The United States and Israel launched joint strikes on Iran at the end of February, triggering one of the largest oil supply shocks in history. The closure of the Strait of Hormuz prompted Brent and WTI crude oil prices to exceed $110/barrel. Runaway oil prices sent inflation expectations higher, and the yield on the 10-year Treasury rose 40 bps in the month of March.


The BEA third estimate of Q4 Real GDP was 0.5%, with consumer spending and investment contributing prominently. Headline inflation rose 0.87% in March, driven by a 21.2% monthly increase in gas prices. Core inflation increased to 2.6%, driven by apparel and transportation services. Unemployment increased versus a year ago while job openings totaled 6.9 million against 7.2 million unemployed.


The FOMC maintained the target range for the federal funds rate in Q1 at 3.50%–3.75%, citing a cooling labor market and inflation expectations remaining elevated. The Committee increased purchases of short-term treasuries to maintain ample supply of reserves.


Treasury yields moved higher across the yield curve in a near parallel shift in the first quarter. The short end outperformed the belly and long end.


Relative performance among spread sectors varied over the fourth quarter.

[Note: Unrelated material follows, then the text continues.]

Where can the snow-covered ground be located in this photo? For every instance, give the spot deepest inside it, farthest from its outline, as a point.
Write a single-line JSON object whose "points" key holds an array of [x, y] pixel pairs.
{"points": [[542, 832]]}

Quality outperformed in corporates over the period. The risk premium over like-maturity Treasurys on BBB-rated corporate bonds within the Aggregate increased from 101 to 113 bps. Structured securities outperformed corporate bonds in Q1. Among securitized assets, agency mortgage-backed securities outperformed CMBS and ABS. Software remained in the spotlight, as a series of breakthroughs from AI labs stoked disruption fears in credits backed by recurring revenue. The prospect that AI could replace subscription-based software at a lower cost continues to weigh on private equity portfolio companies.


Market pricing implies the FOMC will hold the federal funds rate steady until the second half of the year, amid the uncertainty surrounding the war in Iran. Federal funds futures indicate 0.29% in expected rate cuts by year end 2026.